Metropolitan Heterogeneity and Minority Neighborhood Attainment: Spatial Assimilation or Place Stratification?
Jeremy Pais, Scott J. South and Kyle Crowder
Using geo-referenced data from the Panel Study of Income Dynamics, in conjunction with decennial census data, this research examines metropolitan-area variation in the ability of residentially mobile blacks, Hispanics, and whites to convert their income into two types of neighborhood outcomes—neighborhood racial composition and neighborhood socioeconomic status. For destination tract racial composition, we find strong and near-universal support for the “weak version” of place stratification theory; relative to whites, the effect of individual income on the percent of the destination tract population that is non-Hispanic white is stronger for blacks and Hispanics, but even the highest earning minority group members move to tracts that are “less white” than the tracts that the highest-earning whites move to. In contrast, for moves into neighborhoods characterized by higher levels of average family income, we find substantial heterogeneity across metropolitan areas in minorities' capacity to convert income into neighborhood quality.

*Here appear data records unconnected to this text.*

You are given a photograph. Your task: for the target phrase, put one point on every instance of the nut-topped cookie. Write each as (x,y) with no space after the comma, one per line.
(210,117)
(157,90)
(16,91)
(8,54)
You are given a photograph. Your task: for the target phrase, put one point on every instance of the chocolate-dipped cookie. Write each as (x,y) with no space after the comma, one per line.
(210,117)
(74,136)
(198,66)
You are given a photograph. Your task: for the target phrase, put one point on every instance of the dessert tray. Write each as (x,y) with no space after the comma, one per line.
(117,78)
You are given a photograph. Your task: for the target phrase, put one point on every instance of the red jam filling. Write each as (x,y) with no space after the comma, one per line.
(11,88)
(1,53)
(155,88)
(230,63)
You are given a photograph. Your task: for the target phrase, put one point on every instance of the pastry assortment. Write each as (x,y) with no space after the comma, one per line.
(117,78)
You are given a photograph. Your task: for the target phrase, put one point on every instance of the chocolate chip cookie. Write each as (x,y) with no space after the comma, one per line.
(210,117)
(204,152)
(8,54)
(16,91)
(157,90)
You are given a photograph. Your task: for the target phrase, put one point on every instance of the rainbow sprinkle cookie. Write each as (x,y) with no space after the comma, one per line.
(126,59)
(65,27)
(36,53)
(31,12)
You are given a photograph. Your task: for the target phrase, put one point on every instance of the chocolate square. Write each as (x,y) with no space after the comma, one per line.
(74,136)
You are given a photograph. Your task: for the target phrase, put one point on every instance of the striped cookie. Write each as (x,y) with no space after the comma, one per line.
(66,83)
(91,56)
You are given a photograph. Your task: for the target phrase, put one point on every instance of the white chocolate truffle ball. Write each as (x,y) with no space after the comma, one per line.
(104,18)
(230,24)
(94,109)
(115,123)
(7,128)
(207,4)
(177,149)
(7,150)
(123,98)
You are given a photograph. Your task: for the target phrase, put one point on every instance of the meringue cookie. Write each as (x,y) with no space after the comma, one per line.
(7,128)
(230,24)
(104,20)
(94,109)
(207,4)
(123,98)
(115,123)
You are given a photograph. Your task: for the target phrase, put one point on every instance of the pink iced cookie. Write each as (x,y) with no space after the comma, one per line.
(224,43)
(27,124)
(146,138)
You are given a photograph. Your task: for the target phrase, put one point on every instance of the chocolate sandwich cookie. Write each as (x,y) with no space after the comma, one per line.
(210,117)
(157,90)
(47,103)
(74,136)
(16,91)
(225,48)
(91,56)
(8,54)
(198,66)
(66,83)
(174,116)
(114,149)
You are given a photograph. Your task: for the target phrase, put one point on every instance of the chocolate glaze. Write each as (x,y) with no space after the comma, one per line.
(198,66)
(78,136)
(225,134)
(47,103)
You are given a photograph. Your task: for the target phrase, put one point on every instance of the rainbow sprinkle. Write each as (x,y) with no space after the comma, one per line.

A slight majority of metropolitan areas evince support for the “strong version” of place stratification theory, in which blacks and Hispanics are less able than whites to convert income into neighborhood socioeconomic status. However, a nontrivial number of metropolitan areas also evince support for spatial assimilation theory, where the highest-earning minorities achieve neighborhood parity with the highest-earning whites. Several metropolitan-area characteristics, including residential segregation, racial and ethnic composition, immigrant population size, poverty rates, and municipal fragmentation, emerge as significant predictors of minority-white differences in neighborhood attainment.

Choking on Modernity: A Human Ecology of Air Pollution
Richard York and Eugene A. Rosa
Ground-level air pollution has serious effects on the natural environment and human health, but it has not received the same attention in the sociological literature as the greenhouse gases polluting the upper atmosphere. To address questions about the effects of social structural forces on environmental impacts, we analyze cross-national time-series data (1990–2000) to assess influences on the emission of ground-level air pollutants: sulfur dioxide, nitrogen oxides, carbon monoxide, and non-methane volatile organic compounds. Drawing on human ecological theory, we move beyond previous analyses by assessing demographic effects on pollution emissions in a nuanced way by dividing population into the number of households and average household size. We found that the number of households has a greater effect on SO2 emissions than average household size. This suggests that the effect of population on the environment is not simply due to its size and growth, but also to its distribution across households. The difference we found has important implications, since the global growth rate in the number of households is greater than the growth rate in population. Furthermore, while the population growth rate in less developed nations is over four times that in developed nations, the household growth rate is only double. This finding suggests that developed nations will contribute more to air pollution in the coming years than would be assumed based on population growth alone.